Lisa secoue la tête et se cache dans mon cou, elle se recroqueville sur moi. Je la sens frissonner entre mes mains. J’entends des gouttes tomber sur les cailloux. Je regarde mes pieds. Du sang. Je lui caresse le dos, désolé pour elle. Je ne me sens pas bien non plus. Les larmes me montent aux yeux en pensant à Kate et mon gosse. Tout arrive trop vite. Je perds les êtres qui me sont chers et voilà qu’elle débarque. C’en est trop d’un coup. Je me déplace telle une marionnette, avec Lisa dans les bras. Je marche sans but, le long du fleuve jusqu’à atteindre la West 95th Street. Je tourne à gauche, puis me dirige vers Central Park. Dès que nous entrons, le bruit des voitures laisse place au chant des oiseaux. Nous nous asseyons sur l’herbe à côté du Gothic Bridge. Je m’étire, je sens des courbatures partout. Qu’est-ce qu’elle est lourde ! Je ne réalisais pas qu’une enfant de neuf ans pouvait peser à ce point. Je me masse le bras droit. Linda reste debout, mains agrippées à son sac à main. Quant à Lisa, elle reste assise, jambes tendues et bras ballants, le regard vide.

— Alors ? Que comptes-tu faire ?

— Attraper Alfonso.

— Et après ?

— Lui faire sa fête.

— Jack !

— Linda, la ferme.

— Mais…

— Je suis sérieux. Tais-toi.

— Explique-moi…

— Je n’y tiens pas.

— Et Lisa ? dit-elle d’une voix tremblante…

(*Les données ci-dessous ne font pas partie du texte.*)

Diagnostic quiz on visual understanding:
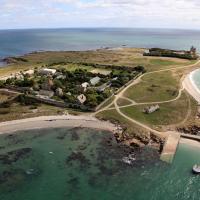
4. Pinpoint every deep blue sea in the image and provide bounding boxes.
[0,128,200,200]
[0,28,200,58]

— Elle a subi un traumatisme. Ne la brusque surtout pas. Je sais ce que c’est… de voir quelqu’un… mourir sous ses yeux…

J’ai du mal à parler. Mes lèvres tremblent, je me retiens de pleurer ou de hurler de désespoir. Lisa revient se blottir contre ma poitrine. Je l’enveloppe de mes bras. Linda finit par se taire.

***

Samedi 2 avril 1938, je me rends le cœur lourd à la petite église de White Plains pour les funérailles de Kate. Je conduis l’esprit accaparé par le visage angélique de ma femme. Arrivé devant la chapelle au bardage blanc et au toit noir, je suis accueilli par ses parents. Sa mère pleure à chaudes larmes, les doigts crispés sur un mouchoir en tissu rose pâle, le visage enfoui dans l’épaule gauche de son mari, les yeux rougis lui aussi par les pleurs. Ses cris stridents me transpercent la poitrine.

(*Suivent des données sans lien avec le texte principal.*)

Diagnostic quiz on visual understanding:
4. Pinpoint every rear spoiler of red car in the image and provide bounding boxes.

— Ma fille, rendez-moi ma fille ! supplie la mère. Pitié mon Dieu, pitié !

— Chérie, je t’en prie, calme-toi… Marc, merci d’être venu.

Mais, c’est quoi cette réaction ? C’est ma femme, normal que je sois présent. Je lui serre la main, sans un mot. L’un des cousins de Kate vient vers nous, un gaillard grand et costaud, à la barbe dense et aux cheveux roux. Il me fixe avec mépris. Il retrousse son nez, serre les lèvres, m’agrippe par la chemise et m’assène un coup de poing. Il a une sacrée force, ma tête est déviée sur le côté. Je n’ai pas esquivé, volontairement. Je ne riposte pas non plus. Je sens le liquide au goût de fer dans ma bouche.

— Tout ça c’est de ta faute ! Si elle ne t’avait pas rencontré, rien de tout ça ne serait arrivé !

Il n’a pas tort… Je ne réponds pas à sa provocation. En partie à cause du sang qui occupe toute ma bouche. Si je n’évacue pas ce liquide, je ne pourrai pas parler. Je me penche sur le côté pour cracher. Le gars grimace, puis me plaque dos contre un platane. Je sens du sang couler à la commissure de mes lèvres. Il a envie de m’étrangler, je le vois dans ses yeux.

— Laisse-le ! sanglote la mère. Il vient de perdre sa femme et son enfant !

Le « viking roux » me lâche, puis part en direction de l’église, furibond. Le père de Kate me prie de le suivre. Nous entrons dans le lieu de prières. Toute la famille Brennan est réunie, ainsi que sa meilleure amie, Margaret, et l’employé Serafino. Ses parents se placent à l’avant, je reste debout dans l’allée. Le gars roux de tout à l´heure me pousse au dernier rang.

— Toi, tu t’assieds là !

— Okay… dis-je en levant à moitié les bras.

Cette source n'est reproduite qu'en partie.